Tuesday, September 18, 2012

The conspiracy


I cannot now remember who conceived the surprise for Jean and Davis’s fiftieth wedding anniversary on Thursday, September 6, 1990. What I do recall is that there was a number of carefully-briefed conspirators (purely on a need-to-know basis), and that watches were synchronized, all contingencies covered, with military precision. Forget vice-regal service, we really ought to have been in counter-espionage. My small role was to rendezvous with dear Mary Nicholson at Tullamarine, collect the merchandise, under cover of pre-dawn half-light, and to smuggle her into Government House so that she could make a deus ex machina entrance just before lunch.

Patrick had flown in from Hartford, Conn. Davis’s brother William had come over from Ireland. Most if not all of the other McCaughey children were there. Brigid operated the photographic equipment, so I hope she will not mind if I post this portion of her dossier. The merchandise, in this case, was the late and much lamented Mrs. Park. Mary D. Park, Davis’s widowed sister, was a frequent visitor from Northern Ireland, usually accompanied by her old pal Dr. Margaret Haire, though not on this occasion.

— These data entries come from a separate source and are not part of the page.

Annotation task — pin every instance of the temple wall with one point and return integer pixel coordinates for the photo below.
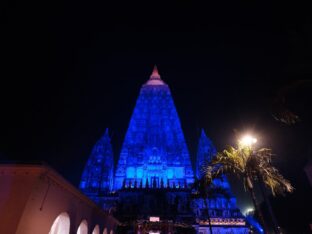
(33, 196)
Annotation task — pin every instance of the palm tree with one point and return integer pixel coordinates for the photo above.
(250, 165)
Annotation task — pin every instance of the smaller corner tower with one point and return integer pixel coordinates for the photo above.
(205, 152)
(98, 174)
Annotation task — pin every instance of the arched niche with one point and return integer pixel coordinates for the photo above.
(61, 224)
(83, 227)
(96, 230)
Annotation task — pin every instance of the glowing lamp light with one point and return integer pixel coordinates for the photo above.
(154, 219)
(248, 210)
(248, 140)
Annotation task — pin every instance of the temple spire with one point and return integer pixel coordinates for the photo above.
(155, 73)
(155, 78)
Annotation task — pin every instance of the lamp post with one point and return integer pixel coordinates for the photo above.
(249, 141)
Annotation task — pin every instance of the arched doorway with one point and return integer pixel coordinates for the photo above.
(61, 224)
(83, 227)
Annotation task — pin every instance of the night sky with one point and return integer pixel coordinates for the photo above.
(70, 69)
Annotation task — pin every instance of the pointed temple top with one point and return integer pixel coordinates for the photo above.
(155, 78)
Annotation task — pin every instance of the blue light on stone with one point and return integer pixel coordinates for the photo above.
(154, 148)
(97, 176)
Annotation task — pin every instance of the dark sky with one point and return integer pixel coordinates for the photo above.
(72, 68)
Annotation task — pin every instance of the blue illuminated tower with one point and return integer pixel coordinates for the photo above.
(154, 152)
(205, 152)
(97, 177)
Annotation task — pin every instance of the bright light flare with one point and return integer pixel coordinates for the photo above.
(248, 210)
(248, 140)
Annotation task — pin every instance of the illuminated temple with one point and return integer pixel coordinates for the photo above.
(154, 176)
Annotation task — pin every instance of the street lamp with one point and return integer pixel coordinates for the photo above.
(247, 141)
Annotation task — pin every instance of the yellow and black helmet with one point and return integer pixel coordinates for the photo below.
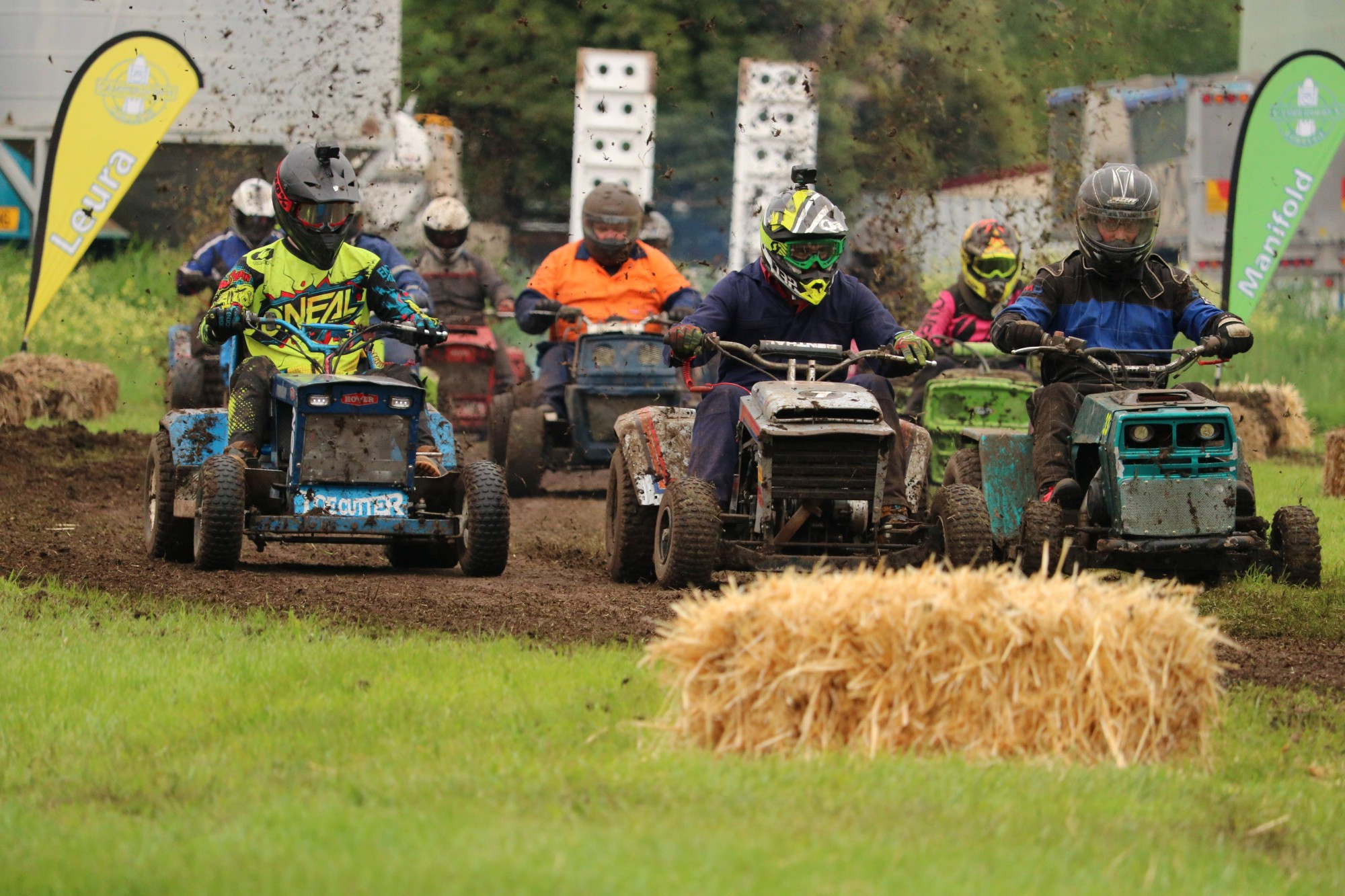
(802, 239)
(992, 260)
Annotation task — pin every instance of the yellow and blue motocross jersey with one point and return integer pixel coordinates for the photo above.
(271, 280)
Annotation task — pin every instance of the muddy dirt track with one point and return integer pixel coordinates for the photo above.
(71, 502)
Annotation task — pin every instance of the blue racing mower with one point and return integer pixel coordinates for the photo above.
(341, 469)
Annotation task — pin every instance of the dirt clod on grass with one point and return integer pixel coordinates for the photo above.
(61, 388)
(981, 661)
(1270, 417)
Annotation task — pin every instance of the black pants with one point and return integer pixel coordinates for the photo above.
(249, 400)
(1052, 411)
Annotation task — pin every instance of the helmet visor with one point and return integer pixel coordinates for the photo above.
(814, 253)
(323, 214)
(446, 239)
(1110, 229)
(995, 267)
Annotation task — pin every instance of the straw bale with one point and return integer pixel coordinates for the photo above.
(13, 401)
(983, 661)
(1334, 467)
(63, 388)
(1273, 416)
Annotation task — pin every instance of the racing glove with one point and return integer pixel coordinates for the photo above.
(428, 333)
(1023, 334)
(914, 350)
(1235, 338)
(224, 322)
(687, 342)
(563, 313)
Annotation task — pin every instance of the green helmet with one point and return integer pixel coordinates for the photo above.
(802, 239)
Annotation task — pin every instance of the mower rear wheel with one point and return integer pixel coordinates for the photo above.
(965, 525)
(166, 536)
(217, 537)
(485, 548)
(1043, 538)
(687, 534)
(964, 469)
(188, 384)
(630, 526)
(525, 458)
(1297, 545)
(497, 427)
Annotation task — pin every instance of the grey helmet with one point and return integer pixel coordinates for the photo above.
(1117, 218)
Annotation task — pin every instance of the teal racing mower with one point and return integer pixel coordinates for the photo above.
(341, 467)
(1168, 489)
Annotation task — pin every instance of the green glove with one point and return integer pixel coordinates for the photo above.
(914, 350)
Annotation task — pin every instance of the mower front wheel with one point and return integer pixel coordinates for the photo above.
(630, 526)
(485, 551)
(166, 536)
(217, 538)
(965, 524)
(687, 534)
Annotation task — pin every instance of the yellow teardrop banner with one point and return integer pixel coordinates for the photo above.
(119, 107)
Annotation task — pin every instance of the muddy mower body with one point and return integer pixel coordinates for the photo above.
(467, 378)
(813, 460)
(618, 368)
(341, 469)
(1168, 490)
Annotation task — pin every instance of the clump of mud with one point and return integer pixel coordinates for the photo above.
(54, 386)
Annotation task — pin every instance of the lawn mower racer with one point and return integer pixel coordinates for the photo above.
(462, 283)
(314, 276)
(194, 376)
(796, 294)
(1112, 292)
(606, 275)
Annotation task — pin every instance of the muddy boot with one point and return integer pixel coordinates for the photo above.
(428, 462)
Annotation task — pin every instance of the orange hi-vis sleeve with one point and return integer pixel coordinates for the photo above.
(638, 290)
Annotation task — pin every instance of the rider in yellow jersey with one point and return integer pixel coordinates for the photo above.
(311, 276)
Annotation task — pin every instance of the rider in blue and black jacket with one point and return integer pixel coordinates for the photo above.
(1113, 292)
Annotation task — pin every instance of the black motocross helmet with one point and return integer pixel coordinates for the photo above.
(317, 201)
(1117, 218)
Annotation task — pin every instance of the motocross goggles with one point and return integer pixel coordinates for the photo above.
(323, 216)
(1112, 229)
(814, 253)
(995, 267)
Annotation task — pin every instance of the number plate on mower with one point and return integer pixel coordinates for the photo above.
(352, 503)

Everybody loved Mrs. Park. Apart from being a whole lot of fun (and funny), she had the Irishwoman’s knack of discovering shared connections in the unlikeliest of places. Wherever she went Mrs. Park knew someone who knew someone… even in Australia, where she had never lived. She was shrewd. She was tough. She had a vast memory bank, and the gift of excellent story-telling. She was also pretty good at croquet (Irish rules, of course), but no match for la maîtresse

Certainly no party to our conspiracy was more meticulous or better prepared. I shall never forget my first glimpse of Mrs. P. in that bleak, early-morning setting of suitcases and bustle in the arrivals concourse at Tullamarine. She was wearing a slightly flamboyant, patterned silk head-scarf and large dark-glasses, channeling Jackie Kennedy, lest she be recognized—which, in her case, seemed not an unlikely prospect. So Mrs. P. was in that moment the ne plus ultra of furtiveness, clutching her British passport, stealing glances left and right, her already sharp reflexes operating at the level of a coiled steel spring. I have never seen anyone derive quite so much pleasure from traveling incognita.

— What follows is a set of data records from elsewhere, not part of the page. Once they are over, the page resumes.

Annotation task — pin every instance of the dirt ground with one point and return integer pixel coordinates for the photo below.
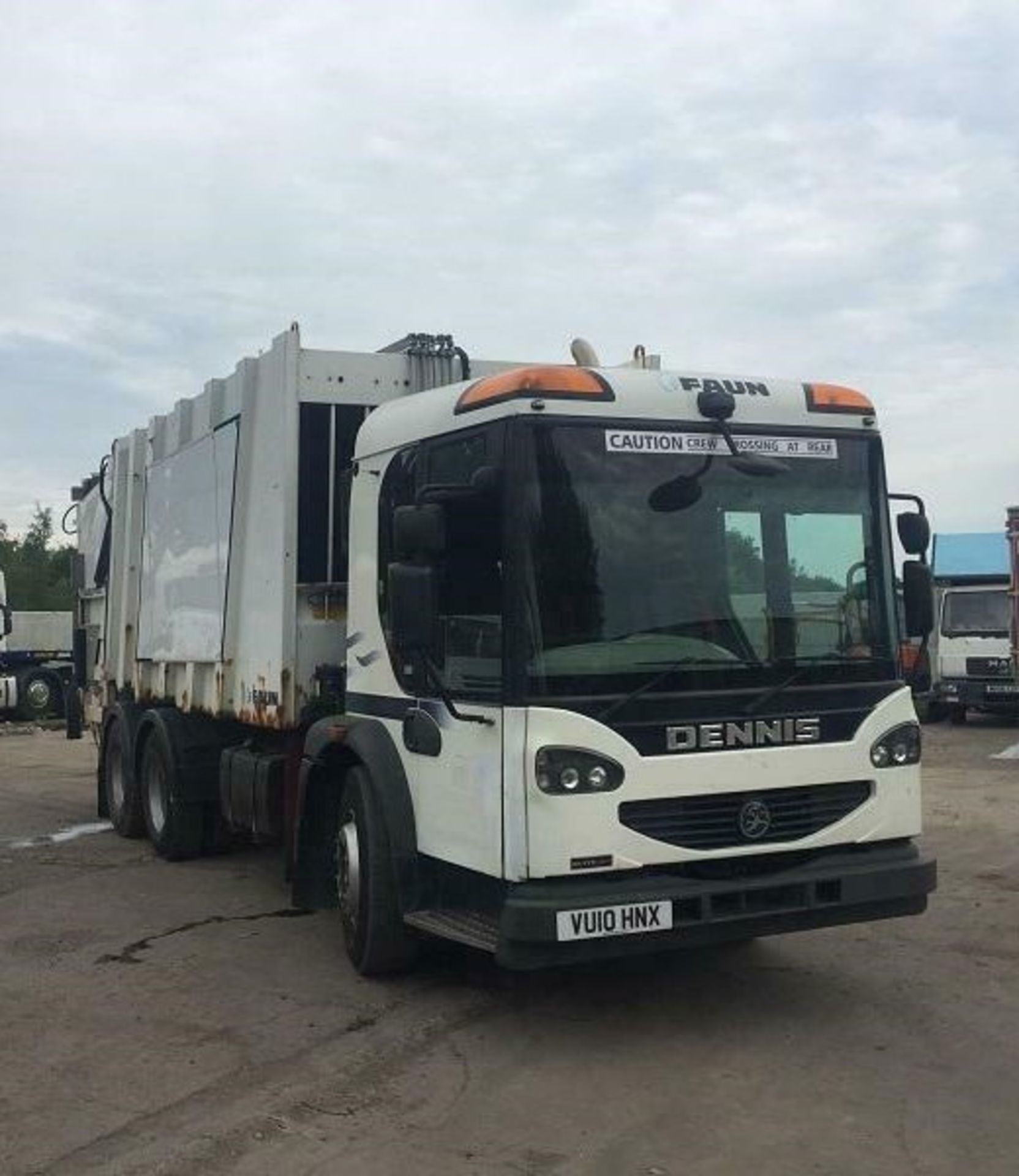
(179, 1019)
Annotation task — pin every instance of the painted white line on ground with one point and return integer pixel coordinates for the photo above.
(60, 837)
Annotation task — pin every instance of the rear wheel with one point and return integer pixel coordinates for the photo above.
(378, 940)
(175, 823)
(122, 801)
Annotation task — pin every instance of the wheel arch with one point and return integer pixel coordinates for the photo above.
(333, 746)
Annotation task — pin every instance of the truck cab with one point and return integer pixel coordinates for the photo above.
(639, 671)
(970, 649)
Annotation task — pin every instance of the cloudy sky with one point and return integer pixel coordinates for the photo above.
(819, 190)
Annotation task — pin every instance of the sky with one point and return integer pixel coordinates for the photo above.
(815, 190)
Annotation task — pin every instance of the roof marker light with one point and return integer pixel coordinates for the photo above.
(548, 382)
(831, 398)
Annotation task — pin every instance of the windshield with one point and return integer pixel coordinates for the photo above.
(661, 554)
(976, 614)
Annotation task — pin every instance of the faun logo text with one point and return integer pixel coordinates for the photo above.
(749, 733)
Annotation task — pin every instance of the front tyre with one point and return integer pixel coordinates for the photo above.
(38, 695)
(378, 940)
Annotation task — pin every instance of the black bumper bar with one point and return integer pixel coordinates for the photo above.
(859, 884)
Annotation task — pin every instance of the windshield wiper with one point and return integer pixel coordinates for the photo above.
(804, 665)
(661, 676)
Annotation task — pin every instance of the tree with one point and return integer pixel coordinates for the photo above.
(38, 574)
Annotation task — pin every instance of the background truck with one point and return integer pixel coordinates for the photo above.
(557, 662)
(1012, 537)
(36, 666)
(970, 649)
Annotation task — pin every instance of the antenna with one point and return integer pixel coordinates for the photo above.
(584, 355)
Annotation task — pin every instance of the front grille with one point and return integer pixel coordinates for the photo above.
(721, 821)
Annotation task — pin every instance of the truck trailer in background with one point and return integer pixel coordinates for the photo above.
(557, 662)
(970, 648)
(1012, 535)
(36, 666)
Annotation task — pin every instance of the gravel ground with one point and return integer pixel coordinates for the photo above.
(179, 1019)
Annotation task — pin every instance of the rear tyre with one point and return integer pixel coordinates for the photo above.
(175, 826)
(120, 791)
(38, 695)
(378, 940)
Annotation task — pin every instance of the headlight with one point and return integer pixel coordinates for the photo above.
(561, 771)
(898, 747)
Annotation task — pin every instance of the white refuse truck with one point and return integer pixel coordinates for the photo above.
(970, 650)
(560, 662)
(34, 662)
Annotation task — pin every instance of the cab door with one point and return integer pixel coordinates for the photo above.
(456, 779)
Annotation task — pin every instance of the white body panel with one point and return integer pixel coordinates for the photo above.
(565, 827)
(203, 603)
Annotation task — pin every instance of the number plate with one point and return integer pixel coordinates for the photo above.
(629, 919)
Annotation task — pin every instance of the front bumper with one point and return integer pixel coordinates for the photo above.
(846, 886)
(979, 694)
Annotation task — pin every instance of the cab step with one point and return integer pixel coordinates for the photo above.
(467, 927)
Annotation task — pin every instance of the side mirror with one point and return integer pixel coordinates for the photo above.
(419, 530)
(414, 607)
(918, 599)
(915, 532)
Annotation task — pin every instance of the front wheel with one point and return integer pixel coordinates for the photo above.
(378, 940)
(38, 694)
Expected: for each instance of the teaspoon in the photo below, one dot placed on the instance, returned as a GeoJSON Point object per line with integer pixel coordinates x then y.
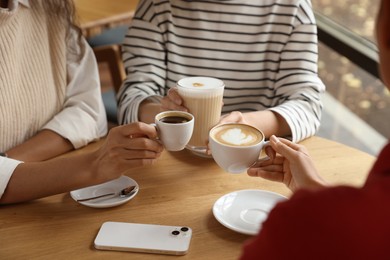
{"type": "Point", "coordinates": [126, 192]}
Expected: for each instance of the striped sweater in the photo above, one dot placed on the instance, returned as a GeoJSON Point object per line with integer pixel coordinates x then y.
{"type": "Point", "coordinates": [264, 51]}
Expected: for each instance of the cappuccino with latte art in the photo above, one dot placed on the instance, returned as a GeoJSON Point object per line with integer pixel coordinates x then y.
{"type": "Point", "coordinates": [237, 135]}
{"type": "Point", "coordinates": [235, 147]}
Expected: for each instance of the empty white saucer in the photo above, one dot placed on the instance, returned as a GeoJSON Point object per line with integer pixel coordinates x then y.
{"type": "Point", "coordinates": [113, 186]}
{"type": "Point", "coordinates": [244, 211]}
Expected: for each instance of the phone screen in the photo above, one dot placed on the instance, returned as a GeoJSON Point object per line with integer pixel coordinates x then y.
{"type": "Point", "coordinates": [145, 238]}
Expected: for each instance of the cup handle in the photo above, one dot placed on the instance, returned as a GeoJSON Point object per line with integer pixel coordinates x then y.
{"type": "Point", "coordinates": [155, 126]}
{"type": "Point", "coordinates": [266, 157]}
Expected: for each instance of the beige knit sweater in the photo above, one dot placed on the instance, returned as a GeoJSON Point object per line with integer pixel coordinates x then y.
{"type": "Point", "coordinates": [32, 72]}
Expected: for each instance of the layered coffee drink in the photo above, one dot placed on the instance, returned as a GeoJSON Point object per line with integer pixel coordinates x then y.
{"type": "Point", "coordinates": [202, 96]}
{"type": "Point", "coordinates": [237, 135]}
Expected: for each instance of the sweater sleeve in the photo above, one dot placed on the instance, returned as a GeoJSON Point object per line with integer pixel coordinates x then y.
{"type": "Point", "coordinates": [7, 167]}
{"type": "Point", "coordinates": [144, 61]}
{"type": "Point", "coordinates": [297, 83]}
{"type": "Point", "coordinates": [83, 117]}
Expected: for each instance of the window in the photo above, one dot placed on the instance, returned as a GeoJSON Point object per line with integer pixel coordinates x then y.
{"type": "Point", "coordinates": [348, 67]}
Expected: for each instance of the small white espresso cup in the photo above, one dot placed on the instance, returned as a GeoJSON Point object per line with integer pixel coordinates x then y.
{"type": "Point", "coordinates": [174, 129]}
{"type": "Point", "coordinates": [235, 147]}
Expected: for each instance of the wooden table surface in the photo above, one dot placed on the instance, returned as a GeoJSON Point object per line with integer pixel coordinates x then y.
{"type": "Point", "coordinates": [97, 15]}
{"type": "Point", "coordinates": [180, 189]}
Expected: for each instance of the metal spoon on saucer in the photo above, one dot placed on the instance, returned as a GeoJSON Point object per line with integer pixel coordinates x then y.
{"type": "Point", "coordinates": [126, 192]}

We made the drop. Headquarters were notified. Half an hour later, as we glided through the front gates Mrs. P. (still wearing the scarf and specs) physically sank in the back seat—as if Jean or Davis might be prowling the grounds with a pair of binoculars at six o’clock in the morning. We stole up the back stairs, and delivered her to the Hopetoun Suite, where she lurked impatiently for several hours, receiving secret visitors. Three short knocks, followed by one slightly louder. Everything went according to plan, and when in due course Mrs. P. appeared at the top of the stairsan entrance worthy not so much of Norma Desmond as Cleopatra—Jean said afterwards that she really did think she was seeing a ghost.

Upon much reflection in the early hours of this morning, I wonder if one can fully understand Davis and Jean without having known Mary D. Park also. She was, in a sense, the strongest, most enduring link to their life before Australia. With Mrs. P. Jean shared the double bond not only of being devoted sisters-in-law, each to the other, but also of having been for many decades the hard-working wives of Presbyterian clergymen—perfectly positioned, as dear Naomi reminded me overnight, to observe at the heart of their respective communities that “the growing good of the world is partly dependent on unhistoric acts; and that things are not so ill with you and me as they might have been, is half owing to the number who lived faithfully a hidden life, and rest in unvisited tombs.”

How fortunate we are that none of these truly amazing people led hidden lives, quite the opposite.